Carole Mikita reporting Soothing and playful tunes can be heard coming from patients rooms at Primary Children's Medical Center. Carole Mikita reports the new program, aimed at helping the healing process, is all about music.
Just sing a song and for a moment, the pain goes away.
Grace Heninger has leukemia. She must be isolated from other children and visitors wear masks because treatment has weakened her immune system. Today brought some joy.
Danise Heninger, Grace's mom: "I was really touched by it. It was a very moving experience."

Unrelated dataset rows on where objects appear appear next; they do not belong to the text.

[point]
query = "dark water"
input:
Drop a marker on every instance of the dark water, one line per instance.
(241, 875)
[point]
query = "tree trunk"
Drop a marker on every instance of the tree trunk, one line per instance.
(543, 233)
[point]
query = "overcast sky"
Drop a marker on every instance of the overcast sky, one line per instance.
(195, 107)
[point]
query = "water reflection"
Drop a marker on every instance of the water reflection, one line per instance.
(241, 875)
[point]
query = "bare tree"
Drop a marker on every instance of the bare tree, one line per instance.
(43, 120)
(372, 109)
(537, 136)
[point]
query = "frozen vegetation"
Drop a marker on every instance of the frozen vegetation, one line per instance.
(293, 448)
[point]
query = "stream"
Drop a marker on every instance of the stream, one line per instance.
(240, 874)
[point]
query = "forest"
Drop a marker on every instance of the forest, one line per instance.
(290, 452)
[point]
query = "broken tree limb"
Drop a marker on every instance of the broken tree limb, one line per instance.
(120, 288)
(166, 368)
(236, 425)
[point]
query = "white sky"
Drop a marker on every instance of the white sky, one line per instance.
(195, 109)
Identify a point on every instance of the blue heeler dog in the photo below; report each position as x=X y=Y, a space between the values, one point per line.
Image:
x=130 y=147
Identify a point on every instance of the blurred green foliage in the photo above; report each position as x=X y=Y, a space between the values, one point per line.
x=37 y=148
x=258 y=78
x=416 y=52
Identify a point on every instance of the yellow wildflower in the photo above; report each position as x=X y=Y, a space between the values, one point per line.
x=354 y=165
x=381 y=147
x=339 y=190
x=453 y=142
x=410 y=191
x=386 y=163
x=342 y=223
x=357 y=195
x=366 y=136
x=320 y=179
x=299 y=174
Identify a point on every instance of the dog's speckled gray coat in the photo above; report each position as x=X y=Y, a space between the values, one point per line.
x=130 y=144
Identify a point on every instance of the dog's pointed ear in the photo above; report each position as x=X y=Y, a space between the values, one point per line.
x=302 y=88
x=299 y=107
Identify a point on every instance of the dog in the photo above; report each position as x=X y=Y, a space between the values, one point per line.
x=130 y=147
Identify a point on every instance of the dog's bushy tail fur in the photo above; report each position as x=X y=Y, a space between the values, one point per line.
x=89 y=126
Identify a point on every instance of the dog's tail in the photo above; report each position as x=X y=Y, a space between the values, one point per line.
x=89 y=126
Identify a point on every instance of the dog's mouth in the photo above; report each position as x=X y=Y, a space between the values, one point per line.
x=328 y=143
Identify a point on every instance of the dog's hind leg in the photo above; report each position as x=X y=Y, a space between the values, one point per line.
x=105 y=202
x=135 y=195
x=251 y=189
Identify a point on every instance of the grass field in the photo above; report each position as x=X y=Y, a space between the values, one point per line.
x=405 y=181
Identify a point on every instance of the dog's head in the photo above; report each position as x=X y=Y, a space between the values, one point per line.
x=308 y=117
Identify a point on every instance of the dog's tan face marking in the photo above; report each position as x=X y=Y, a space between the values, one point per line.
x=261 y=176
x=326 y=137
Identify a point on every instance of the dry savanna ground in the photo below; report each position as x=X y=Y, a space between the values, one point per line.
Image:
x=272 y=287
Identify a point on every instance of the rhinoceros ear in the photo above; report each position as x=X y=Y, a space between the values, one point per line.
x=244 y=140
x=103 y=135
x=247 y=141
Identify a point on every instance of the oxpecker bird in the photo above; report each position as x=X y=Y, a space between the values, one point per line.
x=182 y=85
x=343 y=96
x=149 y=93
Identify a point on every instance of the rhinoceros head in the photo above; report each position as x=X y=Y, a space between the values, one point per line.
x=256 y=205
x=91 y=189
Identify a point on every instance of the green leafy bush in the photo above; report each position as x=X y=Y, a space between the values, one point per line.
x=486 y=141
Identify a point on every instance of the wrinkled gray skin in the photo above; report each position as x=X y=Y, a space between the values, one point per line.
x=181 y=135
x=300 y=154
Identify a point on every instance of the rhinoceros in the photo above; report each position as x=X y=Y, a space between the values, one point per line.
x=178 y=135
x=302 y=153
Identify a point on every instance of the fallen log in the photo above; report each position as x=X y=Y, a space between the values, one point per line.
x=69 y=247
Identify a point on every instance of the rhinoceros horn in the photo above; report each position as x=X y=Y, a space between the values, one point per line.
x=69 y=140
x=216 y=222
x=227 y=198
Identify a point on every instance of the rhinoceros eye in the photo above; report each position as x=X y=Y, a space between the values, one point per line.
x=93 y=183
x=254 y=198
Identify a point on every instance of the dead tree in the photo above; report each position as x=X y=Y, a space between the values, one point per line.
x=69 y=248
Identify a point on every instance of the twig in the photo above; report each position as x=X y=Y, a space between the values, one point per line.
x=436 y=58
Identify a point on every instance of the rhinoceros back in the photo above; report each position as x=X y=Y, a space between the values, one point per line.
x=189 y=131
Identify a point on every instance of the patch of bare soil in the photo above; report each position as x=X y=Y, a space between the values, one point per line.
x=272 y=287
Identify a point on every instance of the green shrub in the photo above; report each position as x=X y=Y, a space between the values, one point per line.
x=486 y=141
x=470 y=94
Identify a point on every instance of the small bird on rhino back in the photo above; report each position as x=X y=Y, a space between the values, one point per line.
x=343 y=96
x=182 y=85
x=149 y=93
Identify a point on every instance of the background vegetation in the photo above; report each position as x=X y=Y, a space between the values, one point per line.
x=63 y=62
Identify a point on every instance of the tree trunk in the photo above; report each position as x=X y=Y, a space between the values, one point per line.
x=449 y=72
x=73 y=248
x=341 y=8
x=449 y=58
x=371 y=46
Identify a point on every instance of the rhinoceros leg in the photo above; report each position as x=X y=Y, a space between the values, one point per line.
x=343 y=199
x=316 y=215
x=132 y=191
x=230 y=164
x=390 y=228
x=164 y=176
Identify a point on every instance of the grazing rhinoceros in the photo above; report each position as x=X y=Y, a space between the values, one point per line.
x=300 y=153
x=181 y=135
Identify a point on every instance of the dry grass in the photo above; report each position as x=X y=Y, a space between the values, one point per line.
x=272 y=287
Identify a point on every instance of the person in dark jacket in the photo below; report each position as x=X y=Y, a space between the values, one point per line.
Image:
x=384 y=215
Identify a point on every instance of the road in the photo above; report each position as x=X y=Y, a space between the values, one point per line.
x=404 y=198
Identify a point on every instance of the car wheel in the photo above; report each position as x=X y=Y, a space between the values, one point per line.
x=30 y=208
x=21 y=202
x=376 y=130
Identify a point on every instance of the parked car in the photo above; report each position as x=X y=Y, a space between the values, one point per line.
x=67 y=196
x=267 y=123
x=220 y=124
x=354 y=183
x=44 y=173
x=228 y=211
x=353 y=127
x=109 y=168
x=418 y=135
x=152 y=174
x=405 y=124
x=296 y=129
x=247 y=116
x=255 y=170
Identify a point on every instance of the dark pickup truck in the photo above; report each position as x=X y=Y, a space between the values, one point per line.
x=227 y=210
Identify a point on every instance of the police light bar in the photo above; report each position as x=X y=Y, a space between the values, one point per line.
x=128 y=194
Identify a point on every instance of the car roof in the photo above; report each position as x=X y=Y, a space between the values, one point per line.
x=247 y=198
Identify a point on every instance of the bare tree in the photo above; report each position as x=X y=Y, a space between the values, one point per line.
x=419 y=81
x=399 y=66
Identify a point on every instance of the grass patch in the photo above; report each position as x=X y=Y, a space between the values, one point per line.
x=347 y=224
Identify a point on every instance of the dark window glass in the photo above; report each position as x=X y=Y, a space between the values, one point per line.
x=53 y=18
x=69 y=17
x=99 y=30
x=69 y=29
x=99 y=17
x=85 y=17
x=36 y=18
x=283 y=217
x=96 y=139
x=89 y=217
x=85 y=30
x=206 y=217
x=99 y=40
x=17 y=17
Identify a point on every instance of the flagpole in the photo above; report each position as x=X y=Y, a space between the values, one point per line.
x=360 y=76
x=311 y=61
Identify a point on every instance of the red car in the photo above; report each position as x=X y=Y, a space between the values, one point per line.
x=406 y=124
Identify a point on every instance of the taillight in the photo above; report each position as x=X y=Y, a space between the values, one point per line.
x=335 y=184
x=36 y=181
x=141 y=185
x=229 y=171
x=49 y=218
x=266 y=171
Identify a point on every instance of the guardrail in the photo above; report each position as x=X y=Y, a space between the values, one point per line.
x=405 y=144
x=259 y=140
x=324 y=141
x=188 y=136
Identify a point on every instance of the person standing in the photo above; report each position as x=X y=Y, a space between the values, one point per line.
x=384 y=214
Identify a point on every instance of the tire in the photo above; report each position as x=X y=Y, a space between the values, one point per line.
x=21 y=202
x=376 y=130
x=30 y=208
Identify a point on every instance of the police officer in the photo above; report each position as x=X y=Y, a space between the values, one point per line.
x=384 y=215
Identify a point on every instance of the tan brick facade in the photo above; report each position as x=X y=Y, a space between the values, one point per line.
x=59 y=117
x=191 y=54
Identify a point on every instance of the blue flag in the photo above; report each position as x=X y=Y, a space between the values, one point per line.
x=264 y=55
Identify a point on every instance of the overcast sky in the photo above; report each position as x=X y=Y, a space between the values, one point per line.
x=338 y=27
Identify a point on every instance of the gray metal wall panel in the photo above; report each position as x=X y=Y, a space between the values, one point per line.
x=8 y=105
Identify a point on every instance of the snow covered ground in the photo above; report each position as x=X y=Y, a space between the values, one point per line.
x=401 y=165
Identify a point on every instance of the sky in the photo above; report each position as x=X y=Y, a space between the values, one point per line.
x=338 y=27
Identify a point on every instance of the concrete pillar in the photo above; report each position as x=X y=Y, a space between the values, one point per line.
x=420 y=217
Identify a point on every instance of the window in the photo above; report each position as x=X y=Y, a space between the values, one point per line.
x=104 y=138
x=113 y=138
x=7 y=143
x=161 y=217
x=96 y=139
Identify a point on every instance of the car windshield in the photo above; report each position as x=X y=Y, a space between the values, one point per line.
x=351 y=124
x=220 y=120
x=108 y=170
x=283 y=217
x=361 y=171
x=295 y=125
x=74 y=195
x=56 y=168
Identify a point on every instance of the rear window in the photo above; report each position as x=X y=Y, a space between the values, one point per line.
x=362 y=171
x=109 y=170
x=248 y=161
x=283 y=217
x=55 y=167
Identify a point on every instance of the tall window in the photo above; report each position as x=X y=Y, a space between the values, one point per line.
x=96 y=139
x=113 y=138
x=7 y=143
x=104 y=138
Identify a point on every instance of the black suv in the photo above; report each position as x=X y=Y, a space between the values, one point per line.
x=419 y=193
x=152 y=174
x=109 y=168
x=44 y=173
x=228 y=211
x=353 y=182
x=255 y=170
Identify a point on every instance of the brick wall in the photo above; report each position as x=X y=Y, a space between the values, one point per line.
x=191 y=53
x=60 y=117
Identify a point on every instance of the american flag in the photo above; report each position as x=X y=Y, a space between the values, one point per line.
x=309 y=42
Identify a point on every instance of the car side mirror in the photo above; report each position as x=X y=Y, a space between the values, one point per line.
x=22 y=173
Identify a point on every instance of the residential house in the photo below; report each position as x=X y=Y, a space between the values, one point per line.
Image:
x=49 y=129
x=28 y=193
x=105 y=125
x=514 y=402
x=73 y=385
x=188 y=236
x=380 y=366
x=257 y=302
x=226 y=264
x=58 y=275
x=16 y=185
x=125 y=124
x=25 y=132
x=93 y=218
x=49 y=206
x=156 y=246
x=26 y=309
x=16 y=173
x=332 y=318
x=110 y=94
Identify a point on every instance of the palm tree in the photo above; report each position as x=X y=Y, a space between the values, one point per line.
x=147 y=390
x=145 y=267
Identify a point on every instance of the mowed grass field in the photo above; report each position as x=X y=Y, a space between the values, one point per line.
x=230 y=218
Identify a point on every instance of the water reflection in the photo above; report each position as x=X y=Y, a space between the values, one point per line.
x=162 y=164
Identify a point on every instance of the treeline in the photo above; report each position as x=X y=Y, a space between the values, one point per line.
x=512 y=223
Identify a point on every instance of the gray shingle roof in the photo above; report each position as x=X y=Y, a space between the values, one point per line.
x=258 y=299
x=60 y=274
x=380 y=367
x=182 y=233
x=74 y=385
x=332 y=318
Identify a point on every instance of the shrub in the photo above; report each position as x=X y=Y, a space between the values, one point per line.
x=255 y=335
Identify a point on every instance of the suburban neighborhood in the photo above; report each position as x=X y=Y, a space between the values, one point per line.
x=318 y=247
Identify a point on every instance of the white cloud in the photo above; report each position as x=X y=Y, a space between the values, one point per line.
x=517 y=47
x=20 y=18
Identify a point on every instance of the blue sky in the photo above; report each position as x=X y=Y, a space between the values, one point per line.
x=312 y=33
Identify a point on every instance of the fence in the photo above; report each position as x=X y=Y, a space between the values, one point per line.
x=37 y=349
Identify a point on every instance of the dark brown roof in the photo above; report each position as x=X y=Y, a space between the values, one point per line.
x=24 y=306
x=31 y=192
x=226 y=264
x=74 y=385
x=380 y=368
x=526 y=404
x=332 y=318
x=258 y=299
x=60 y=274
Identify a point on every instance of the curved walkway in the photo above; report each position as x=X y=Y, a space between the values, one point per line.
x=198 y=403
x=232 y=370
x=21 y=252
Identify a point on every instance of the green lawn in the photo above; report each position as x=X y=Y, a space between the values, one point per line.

Marianne Felt and her colleagues are not entertainers. They are therapists, who also happen to be musicians, and are specially trained in both to help speed up the healing process.
Marianne Felt, M.T.B.C./ Music therapist: "Reducing the heart rate, reducing blood pressure, decreasing hospital stays, all sorts of powerful effects on the body that music can have."
Garrett Trout has been here every week for six months for chemotherapy.
Garrett Trout, cancer patient: "Sometimes you can feel like you're somewhere else and kind of dream that you're home, running in the grass and stuff."
When you are surrounded by adults and the same four walls, bringing in a little music often turns out to be the best medicine.
Music therapists are trained at Utah State University. Their program began at Primary Children's last month.